Despicable Me: It Should Have Been As Self Deprecating As The Title…

By Megan Lane · July 12, 2010

You know when you see a trailer with a line as simple as “It’s so fluffy!” and you’re laughing hysterically and already quoting the movie as you drive up to the theater?  You’re so excited and don’t think there’s any possible way that you could not LOVE this movie? And then you sit down in the theater, popcorn in hand, filled with anticipation and slowly realize all the funny lines were in the trailer?  This was Despicable Me in a nutshell.

The plot is actually really original.  After a new super-villain, Vector (Jason Segal), steals a pyramid, struggling villain, Gru (Steve Carrell), must get back on the map by stealing the moon.  In order to obtain a shrinking machine, he adopts three little girls from an orphanage to use as a decoy.  However, slowly but surely, the girls worm their way into Gru’s heart, changing him forever.

The world created by writers Sergio Pablos, Ken Daurio, and Cinco Paul was something we haven’t seen before.  Gru lives in a normal neighborhood, goes to Starbucks in the morning and deals with little girls trying to sell him cookies.  Though the idea of giving super-villains heart is something that’s slowly coming into popularity (Dr. Horrible’s Sing-Along Blog), what was really interesting was that Gru’s arch-nemesis was not a super-hero, but another super-villain. There was not force of good to be reckoned with, this is a world where there is a constant battle between super-villains to pull off the biggest heist, and the only force that can stop them is each other.

Still this world could have been greatly expanded upon.  Are there other super-villains?  Do normal people know who the super-villains are?  If so, are authorities too afraid to do anything about it?  We are simply asked to accept this world without any explanation or real rules.

However, the main problem was the lack of character development.  We see several flashbacks to Gru’s relationship with his mother that really tells us nothing as to why he became a super-villain.  Yes, she was unsupportive, but did that drive him to become a super-villain? Does he want to steal the moon because he’s fulfilling his dream of becoming an astronaut or because he knows he’ll make a lot of money? There’s a lot of contradictory information on Gru.

Vector, despite being Gru’s arch-nemesis, caused very little conflict throughout the story.  Gru seems to have little trouble defeating him and even in the final fight, Vector is more of a screw-up than Gru. He’s more concerned with his silly inventions, like a piranha gun, and it’s hard to see what actually makes him a threat to not only Gru, but the world.

However, the shining light in the movie were the girls.  Gru’s adopted daughters, Margo (Miranda Cosgrove), Edith (Dana Gaier) and especially Agnes (Elsie Fisher), stole our hearts as easily as they stole Gru’s. It was clear that one of the writers has daughters, because they absolutely nailed the personalities of little girls ages four, seven and ten.

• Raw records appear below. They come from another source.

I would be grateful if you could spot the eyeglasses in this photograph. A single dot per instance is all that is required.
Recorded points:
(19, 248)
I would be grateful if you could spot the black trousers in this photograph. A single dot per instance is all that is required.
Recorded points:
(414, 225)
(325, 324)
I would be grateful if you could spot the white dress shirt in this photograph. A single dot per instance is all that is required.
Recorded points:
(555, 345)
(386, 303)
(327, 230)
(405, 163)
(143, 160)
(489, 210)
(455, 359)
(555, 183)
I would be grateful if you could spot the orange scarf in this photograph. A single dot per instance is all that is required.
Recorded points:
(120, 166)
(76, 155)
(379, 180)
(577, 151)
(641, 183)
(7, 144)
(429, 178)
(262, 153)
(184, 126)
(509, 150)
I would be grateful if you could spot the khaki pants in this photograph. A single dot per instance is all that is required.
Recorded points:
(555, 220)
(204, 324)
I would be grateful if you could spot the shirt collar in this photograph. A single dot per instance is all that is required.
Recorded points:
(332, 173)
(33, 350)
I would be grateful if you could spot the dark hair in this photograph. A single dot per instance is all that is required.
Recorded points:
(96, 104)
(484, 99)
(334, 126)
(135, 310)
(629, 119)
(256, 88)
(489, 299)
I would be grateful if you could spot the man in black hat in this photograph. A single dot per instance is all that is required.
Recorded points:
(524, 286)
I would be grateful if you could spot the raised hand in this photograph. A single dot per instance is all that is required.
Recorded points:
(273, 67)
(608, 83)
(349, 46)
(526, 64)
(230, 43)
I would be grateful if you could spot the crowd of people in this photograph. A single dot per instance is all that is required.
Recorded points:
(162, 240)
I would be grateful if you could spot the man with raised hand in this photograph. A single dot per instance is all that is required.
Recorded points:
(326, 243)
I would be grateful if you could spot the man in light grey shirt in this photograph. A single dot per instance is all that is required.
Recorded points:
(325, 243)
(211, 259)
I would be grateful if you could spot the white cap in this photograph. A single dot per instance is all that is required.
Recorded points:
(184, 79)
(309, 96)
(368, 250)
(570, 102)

And the minions were clearly created to market to little girls ages four, seven and ten.  As I said before, the best jokes were in the trailer and the rest of the movie skewed a little young.  A simple punch-up at a roundtable would have done wonders for this script.  The set-ups were long and without a huge pay-off at the end, which can probably be attributed to young directors Pierre Coffin and Chris Renaud.

What the movie really proved is what a huge machine Pixar has created. Coming out less than a month after Toy Story 3, the standards set for Despicable Me were unreasonably high.  However, it just proved what a young company Illumination Entertainment really is. They are clearly not ready to compete with Pixar or even Dreamworks Animation.  Theyhave potential, but it looks like it might take a few features to get their footing in a very competitive field.  All in all, the concept was great, but it felt like I was watching a first draft.

Oh, and p.s. the 3D is totally not worth it.